Images are the most common type of non-text data found in Office
documents. As table 4 shows, 34.62% of Word and
77.01% of PowerPoint documents have at least one image. We
do not present results for Excel documents as very few of them
have any images at all.
Figures 9 and 10 show the
average number of distinct images and the average size of images for
PowerPoint documents. We plot the number of distinct images instead
of the total number of images because Office applications cache a
single copy of every image regardless of the actual number of times
the image appears in the document.
Both plots show similar trends, with increases in the number and size
of images as documents get bigger. These results are consistent with
the findings of section 4.2, where the
size contribution of images to document size becomes the dominant
factor as document size increases. The results for Word are similar,
and are omitted for brevity.
We compared the average size of images in Office documents to the
findings of previous Web studies [2,23]. In general,
these studies report the average size of images between 5 KB and
22 KB. In comparison, Office documents, especially PowerPoint
documents, tend to have larger images. These results suggest that
image distillation and other adaptation techniques are at least as
important for compound documents as they are currently for Web
documents.
We measured the reuse of images across our PowerPoint documents by
calculating the Adler-32 checksum [8] of the image's data and
counting the number of documents that have images with the same
signatures.
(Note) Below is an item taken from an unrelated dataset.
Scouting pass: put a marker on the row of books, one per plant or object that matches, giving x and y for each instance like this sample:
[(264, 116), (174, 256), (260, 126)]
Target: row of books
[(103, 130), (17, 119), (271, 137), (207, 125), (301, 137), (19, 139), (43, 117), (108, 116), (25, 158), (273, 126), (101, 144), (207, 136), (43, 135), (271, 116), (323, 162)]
We found that of the 16,189 images embedded in
PowerPoint documents, only 14,016 are distinct, while 1,241 images, or
8.85%, appeared in more than one document. We calculated the
potential bandwidth savings of a perfect cache for a PowerPoint client
reading all the documents in our dataset that came from the same Web
site. We found that 26% of the Web sites get some bandwidth savings
from the perfect cache, while 11% of the sites see reductions in
required bandwidth that are greater than 20 %.
Figure 9:
Average number of images in PowerPoint documents.
Figure 10:
Average image size in PowerPoint documents.
Table 4:
Images statistics for Word and PowerPoint documents. The table shows the percentage of documents that have at least one images, the average number of images in documents with images, and the average image size.